Meryl Altman, a professor of English and women’s studies, responded, “Every single year something important at DePauw is scheduled on those days [Jewish holidays]. It’s enough.”
However, the motion passed to change the Academic Handbook policy with no audible nays.
The faculty meeting concluded with remarks from President Mark McCoy. After thanking the faculty for their support of student concerns, President McCoy announced that the incoming first-year class currently enrolls 600 students, 15 students above the goal. However, the University is below its revenue target due to the financial aid it awarded incoming students, according to President McCoy.

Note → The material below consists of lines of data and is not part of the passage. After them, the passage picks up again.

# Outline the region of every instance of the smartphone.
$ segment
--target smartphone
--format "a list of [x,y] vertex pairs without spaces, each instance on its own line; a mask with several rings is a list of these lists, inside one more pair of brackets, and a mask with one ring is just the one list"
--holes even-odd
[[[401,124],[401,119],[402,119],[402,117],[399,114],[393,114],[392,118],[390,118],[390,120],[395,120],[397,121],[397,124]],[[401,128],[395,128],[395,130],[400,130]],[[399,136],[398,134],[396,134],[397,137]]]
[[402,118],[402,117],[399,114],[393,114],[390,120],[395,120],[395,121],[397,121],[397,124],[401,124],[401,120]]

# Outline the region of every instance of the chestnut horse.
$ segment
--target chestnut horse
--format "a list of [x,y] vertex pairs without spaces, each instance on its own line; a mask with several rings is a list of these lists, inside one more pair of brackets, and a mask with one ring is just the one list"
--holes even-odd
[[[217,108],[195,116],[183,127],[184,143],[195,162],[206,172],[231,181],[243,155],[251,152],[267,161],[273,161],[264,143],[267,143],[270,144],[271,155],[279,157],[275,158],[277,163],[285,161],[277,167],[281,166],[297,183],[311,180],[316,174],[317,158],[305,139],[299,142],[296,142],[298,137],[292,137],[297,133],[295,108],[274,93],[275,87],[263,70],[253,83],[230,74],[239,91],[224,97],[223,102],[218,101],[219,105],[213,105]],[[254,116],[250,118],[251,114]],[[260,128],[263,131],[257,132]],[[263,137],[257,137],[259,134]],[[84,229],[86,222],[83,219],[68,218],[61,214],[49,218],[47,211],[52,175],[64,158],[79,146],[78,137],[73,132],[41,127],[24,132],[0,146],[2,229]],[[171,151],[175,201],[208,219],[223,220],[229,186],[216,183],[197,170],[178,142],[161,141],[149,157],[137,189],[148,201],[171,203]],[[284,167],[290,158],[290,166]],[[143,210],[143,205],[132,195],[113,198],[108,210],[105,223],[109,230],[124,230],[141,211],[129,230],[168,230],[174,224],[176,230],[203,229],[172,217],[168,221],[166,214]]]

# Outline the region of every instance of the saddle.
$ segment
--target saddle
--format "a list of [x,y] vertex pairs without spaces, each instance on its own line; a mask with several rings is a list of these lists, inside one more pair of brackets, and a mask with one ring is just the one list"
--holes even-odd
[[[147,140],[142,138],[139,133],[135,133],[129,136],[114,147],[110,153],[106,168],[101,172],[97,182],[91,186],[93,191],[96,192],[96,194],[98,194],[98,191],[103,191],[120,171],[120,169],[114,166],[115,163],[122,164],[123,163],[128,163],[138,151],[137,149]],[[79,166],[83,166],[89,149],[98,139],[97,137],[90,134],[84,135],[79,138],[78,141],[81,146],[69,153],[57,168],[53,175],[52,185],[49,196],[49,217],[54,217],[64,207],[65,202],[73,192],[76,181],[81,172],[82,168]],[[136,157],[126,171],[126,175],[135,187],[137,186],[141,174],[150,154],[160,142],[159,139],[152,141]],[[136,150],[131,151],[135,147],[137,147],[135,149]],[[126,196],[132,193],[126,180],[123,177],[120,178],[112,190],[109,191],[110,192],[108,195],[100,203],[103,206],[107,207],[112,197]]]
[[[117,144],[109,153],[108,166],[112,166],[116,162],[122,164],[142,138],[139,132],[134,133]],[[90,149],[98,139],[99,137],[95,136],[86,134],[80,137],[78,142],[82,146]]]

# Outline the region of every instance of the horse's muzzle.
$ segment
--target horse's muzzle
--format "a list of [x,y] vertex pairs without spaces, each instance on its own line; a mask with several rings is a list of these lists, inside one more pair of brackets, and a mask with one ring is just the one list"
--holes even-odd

David Alvarez, associate professor of English, also asked President McCoy what he would do differently regarding the administration’s response to the bias incidents. President McCoy responded that he regretted the press conference held for news outlets. “I think that the reception of others was that while all of this is going on, the President called a press conference. That wasn’t the situation at all. It wasn’t an effort to bring attention to it, to defend it,” President McCoy said.
President McCoy said that the press conference was held to allow several news outlets to interview the administration at one time. He did not know that the door was locked at the time of the press conference.
President McCoy also addressed concerns about the University’s relationship with the Posse Foundation regarding the bias incidents. “We’ve always had a good relationship with them. We’re one of the first Posse schools in America,” President McCoy said. “At this point there is no decision to be made about Posse.”
Melissa Petreaca, an assistant professor of biology, also expressed concern about administration transparency and timeliness of information. “When I find things out on social media instead of administrative channels, that does bother me,” Petreaca said.
In his response, President McCoy said, “The things you read on social media, they know and we don’t.” The University typically does not become aware of an issue until it is reported. However, President McCoy hopes that the firstname.lastname@example.org email account will help close the gap.
“The goal is always trying to be as clear as possible without compromising an open investigation without violating any protocol for the way things are supposed to be reported and without unnecessarily inflaming the situation,” President McCoy said.
The faculty meeting on Monday was the last meeting of the semester.